See also: 4 Ways to Keep Data Quality High  

Profiling your own validation data is also a key. You should know, historically, how many of each type of errors you typically encounter and flag statistically significant variation just as you would when you detect variations in essential data elements and entities.  Architecture is important. You will want the ability to profile and report anything that implies it is developed in a common way that is centralized rather than having different approaches to different areas you want to profile.

Embedding critical validations as early in the ingestion process as possible is essential. It is often possible to provide validations that emulate downstream processing. The quality team should have incentives to pursue these types of checks on a continuing basis. They are not obvious and are never complete, but are part of any healthy data-quality initiative.
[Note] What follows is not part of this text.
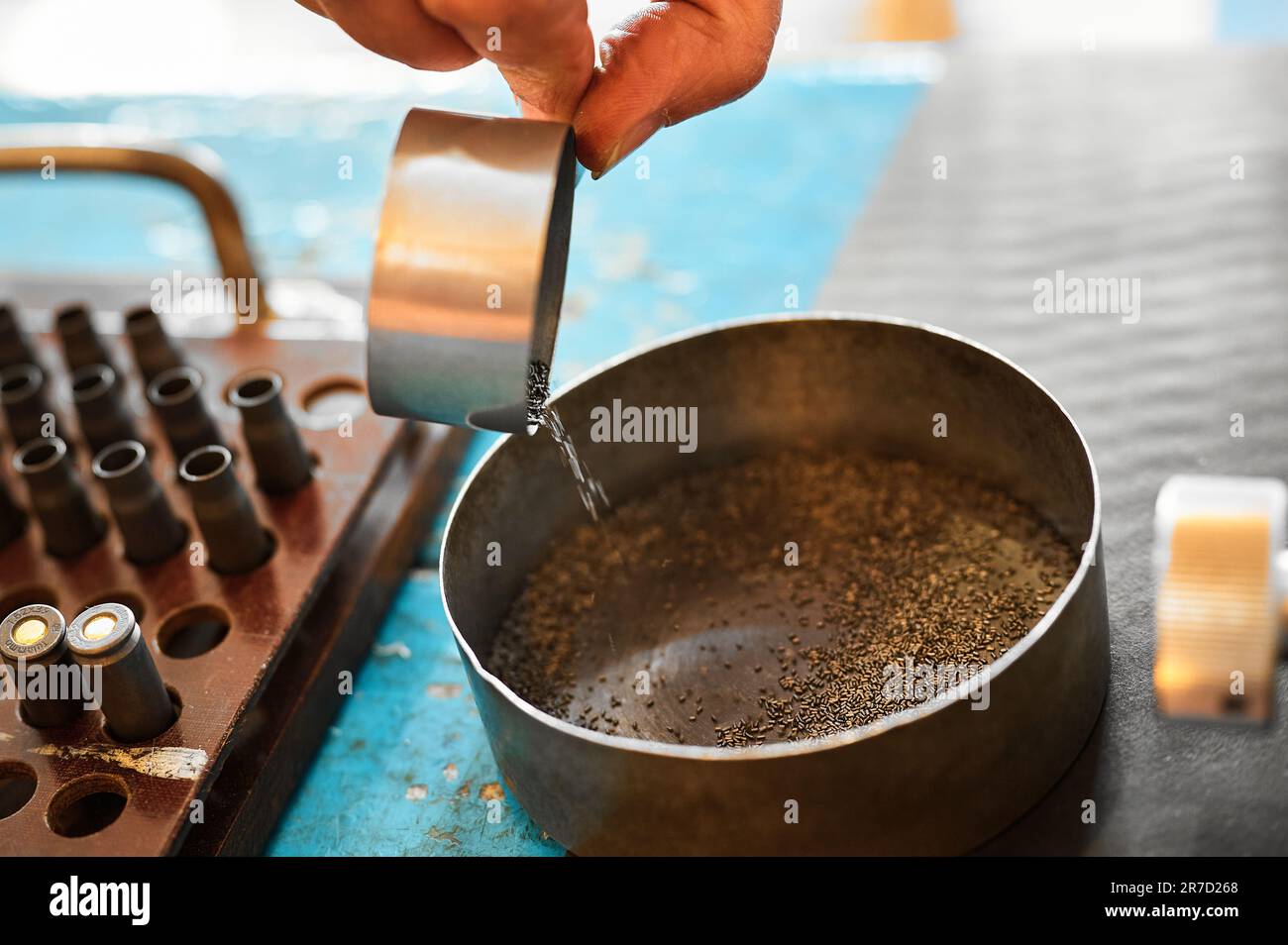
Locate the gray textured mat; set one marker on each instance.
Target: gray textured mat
(1117, 167)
A continuous improvement program should be in place to monitor and tune the overall process. Unless the system is static, codes change, dependencies change and data inputs change. There will be challenges, and with every exposed gap found late in the process there is an opportunity to improve.

This post had glossed over a large amount of material, and I have oversimplified much to convey some of the not-so-obvious learnings of the craft. Quality is a big topic, and organizations should treat it as such. Getting true value is indeed an art as it is easy to invest and not get the intended return. This is not a project with a beginning and an end but a continuing process. Just as with the practice of medicine, there is a lot to learn in terms of the science of constructing the proper machinery, but there is an art to establishing active policies and priorities that effectively deliver successfully.